For one day there are 15 workers. They finish a fraction of the work. Some people leave. How many [more] days are needed for the new number of workers to finish the remaining work? You could take out the word "more."
That word, though, signals you to find the amount of work already done. It takes 5 days for 6 people to finish what is left. "Five days to finish" is five days
more than one day.
Maybe trying individual rate will help. I think the work units and/or group efficiency methods might confuse. The group's numbers change, but the rate at which each person works does not. Fewer people to work equals more time to finish.

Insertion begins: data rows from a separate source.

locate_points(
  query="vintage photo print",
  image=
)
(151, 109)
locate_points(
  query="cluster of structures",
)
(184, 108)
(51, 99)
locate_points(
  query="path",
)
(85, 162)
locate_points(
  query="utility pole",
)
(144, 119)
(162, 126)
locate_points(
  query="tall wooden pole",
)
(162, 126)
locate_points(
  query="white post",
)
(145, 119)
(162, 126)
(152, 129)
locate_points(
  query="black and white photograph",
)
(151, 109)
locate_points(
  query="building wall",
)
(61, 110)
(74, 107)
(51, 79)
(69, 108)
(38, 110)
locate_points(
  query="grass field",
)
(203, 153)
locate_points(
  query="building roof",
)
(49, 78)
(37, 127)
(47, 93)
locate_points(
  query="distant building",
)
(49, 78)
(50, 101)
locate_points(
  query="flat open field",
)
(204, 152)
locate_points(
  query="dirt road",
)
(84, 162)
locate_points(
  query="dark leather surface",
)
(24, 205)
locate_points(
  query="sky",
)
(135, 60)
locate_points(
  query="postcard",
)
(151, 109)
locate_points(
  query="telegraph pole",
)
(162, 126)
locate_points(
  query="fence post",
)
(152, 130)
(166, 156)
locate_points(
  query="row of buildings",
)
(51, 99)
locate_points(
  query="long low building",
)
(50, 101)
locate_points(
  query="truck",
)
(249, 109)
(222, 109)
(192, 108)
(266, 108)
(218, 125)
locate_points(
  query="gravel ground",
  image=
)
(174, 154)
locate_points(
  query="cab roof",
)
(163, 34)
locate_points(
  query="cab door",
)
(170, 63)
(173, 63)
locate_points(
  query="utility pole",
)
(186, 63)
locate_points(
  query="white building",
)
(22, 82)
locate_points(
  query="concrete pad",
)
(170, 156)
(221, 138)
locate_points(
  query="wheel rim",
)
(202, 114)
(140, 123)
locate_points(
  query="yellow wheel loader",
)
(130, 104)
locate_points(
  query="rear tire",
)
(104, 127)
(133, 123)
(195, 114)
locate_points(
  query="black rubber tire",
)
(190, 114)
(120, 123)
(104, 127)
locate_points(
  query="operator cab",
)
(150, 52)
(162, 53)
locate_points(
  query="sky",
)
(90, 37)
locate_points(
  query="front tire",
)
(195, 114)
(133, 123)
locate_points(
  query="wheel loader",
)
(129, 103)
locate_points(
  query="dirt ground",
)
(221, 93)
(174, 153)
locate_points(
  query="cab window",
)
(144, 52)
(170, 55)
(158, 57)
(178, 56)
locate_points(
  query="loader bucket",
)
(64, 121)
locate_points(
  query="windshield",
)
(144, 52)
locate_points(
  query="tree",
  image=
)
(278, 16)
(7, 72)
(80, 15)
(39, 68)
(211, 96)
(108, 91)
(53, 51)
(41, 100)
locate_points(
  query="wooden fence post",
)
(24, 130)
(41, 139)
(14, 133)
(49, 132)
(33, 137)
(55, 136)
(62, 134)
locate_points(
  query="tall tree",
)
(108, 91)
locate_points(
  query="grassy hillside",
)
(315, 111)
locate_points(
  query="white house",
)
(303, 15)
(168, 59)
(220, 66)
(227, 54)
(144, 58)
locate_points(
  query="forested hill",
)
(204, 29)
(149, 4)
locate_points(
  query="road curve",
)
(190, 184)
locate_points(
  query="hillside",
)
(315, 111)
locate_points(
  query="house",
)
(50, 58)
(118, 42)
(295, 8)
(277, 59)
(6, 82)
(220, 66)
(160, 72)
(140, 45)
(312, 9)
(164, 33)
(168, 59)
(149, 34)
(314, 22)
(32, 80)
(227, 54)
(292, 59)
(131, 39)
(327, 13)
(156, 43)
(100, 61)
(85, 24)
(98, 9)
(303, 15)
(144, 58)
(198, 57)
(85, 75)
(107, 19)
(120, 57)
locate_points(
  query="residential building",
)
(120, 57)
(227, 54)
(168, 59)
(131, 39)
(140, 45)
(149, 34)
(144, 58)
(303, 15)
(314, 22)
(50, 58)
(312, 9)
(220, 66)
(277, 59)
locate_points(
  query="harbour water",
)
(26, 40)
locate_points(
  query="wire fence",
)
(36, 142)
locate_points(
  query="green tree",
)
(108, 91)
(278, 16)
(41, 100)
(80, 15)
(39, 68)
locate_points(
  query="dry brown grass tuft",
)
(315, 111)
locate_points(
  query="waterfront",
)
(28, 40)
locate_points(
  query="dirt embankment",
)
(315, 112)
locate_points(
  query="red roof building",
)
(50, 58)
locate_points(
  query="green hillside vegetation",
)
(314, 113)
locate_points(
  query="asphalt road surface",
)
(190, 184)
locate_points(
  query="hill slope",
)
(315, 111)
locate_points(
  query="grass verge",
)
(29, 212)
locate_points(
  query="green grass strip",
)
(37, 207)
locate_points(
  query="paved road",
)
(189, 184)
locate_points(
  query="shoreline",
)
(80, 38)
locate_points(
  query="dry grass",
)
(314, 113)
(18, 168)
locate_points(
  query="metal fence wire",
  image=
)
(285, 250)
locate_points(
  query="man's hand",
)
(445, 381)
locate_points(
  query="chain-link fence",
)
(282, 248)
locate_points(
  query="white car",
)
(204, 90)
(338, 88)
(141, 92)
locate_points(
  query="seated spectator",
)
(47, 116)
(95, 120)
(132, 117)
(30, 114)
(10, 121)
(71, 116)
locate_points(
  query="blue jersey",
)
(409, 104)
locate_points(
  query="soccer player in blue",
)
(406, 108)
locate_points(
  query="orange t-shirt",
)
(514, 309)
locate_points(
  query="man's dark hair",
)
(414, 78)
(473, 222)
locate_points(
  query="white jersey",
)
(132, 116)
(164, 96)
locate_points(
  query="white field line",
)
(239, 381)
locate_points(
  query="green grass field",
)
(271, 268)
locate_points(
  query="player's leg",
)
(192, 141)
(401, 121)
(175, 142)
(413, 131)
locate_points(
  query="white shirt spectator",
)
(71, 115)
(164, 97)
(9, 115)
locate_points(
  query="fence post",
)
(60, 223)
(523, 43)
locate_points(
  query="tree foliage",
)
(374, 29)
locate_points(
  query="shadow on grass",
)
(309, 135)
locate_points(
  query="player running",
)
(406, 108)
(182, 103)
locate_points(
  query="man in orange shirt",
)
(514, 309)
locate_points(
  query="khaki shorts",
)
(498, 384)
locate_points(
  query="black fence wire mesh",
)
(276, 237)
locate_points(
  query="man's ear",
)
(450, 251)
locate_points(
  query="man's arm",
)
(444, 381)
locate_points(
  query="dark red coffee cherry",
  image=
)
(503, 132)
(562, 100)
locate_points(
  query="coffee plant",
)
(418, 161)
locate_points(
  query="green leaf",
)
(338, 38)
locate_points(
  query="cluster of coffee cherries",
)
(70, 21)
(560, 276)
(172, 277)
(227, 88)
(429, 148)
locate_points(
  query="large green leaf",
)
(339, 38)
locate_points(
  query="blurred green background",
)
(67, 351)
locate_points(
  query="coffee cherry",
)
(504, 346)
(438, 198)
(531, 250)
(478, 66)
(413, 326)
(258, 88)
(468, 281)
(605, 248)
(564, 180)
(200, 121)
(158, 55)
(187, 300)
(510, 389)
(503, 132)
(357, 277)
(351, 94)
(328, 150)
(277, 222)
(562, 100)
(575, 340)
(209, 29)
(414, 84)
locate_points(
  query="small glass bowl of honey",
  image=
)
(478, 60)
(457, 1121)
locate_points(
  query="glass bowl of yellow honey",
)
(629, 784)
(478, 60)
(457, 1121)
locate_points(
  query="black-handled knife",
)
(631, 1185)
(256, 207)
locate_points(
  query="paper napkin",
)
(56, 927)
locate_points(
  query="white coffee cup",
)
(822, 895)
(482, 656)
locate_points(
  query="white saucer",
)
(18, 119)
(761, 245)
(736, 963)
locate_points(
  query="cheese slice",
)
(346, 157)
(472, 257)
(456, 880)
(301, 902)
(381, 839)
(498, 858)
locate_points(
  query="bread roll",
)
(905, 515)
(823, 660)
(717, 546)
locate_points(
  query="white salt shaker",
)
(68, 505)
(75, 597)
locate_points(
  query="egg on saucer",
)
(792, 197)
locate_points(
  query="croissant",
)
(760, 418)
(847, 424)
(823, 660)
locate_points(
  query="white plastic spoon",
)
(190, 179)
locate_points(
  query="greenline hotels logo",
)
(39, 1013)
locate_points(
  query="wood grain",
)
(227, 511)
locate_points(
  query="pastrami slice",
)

Find the rate of an individual programmer.
Just add (# of workers) to LHS in the standard (\(rt=W\)) formula. To find individual rate, you have to use t = 3 days
(# of workers * r * t) = W# of workers = 15, \(r\) = ??, \(t = 3\), \(W = 1\)
\((15 * r * 3) = 1\)
\(45r = 1\)
\(r = \frac{1}{45}\)
At that individual programmer's rate, in ONE day, the amount of work that 15 workers will finish, (# * r * t) = W:
\((15 *\frac{1}{45} * 1) =(\frac{15}{45}) =(\frac{1}{3})\) of work is finished.
\(\frac{2}{3}\) of work remains
But nine workers have gone. Use individual rate for the new number of workers.
How many [] days are needed for 6 workers to finish the remaining
\(\frac{2}{3}\) of W?
(# of workers * r * t) = W
# of workers = 6, \(r =\frac{1}{45}\),\(t\) = ??, \(W =\frac{2}{3}\)
Time needed: \((6 *\frac{1}{45} * t)\) = \(\frac{2}{3}\)
\((\frac{6}{45}t) = \frac{2}{3}\)
\(t = (\frac{2}{3}) * (\frac{45}{6})\)
\(t\) = 5 days
Total days:
ONE DAY for 15 people to finish 1/3, and
FIVE DAYS for 6 people to finish 2/3
1 + 5 = 6 days' total.
After the first day (subtract it from the total days) it takes: (6 - 1) = 5 MORE days
Hope it helps!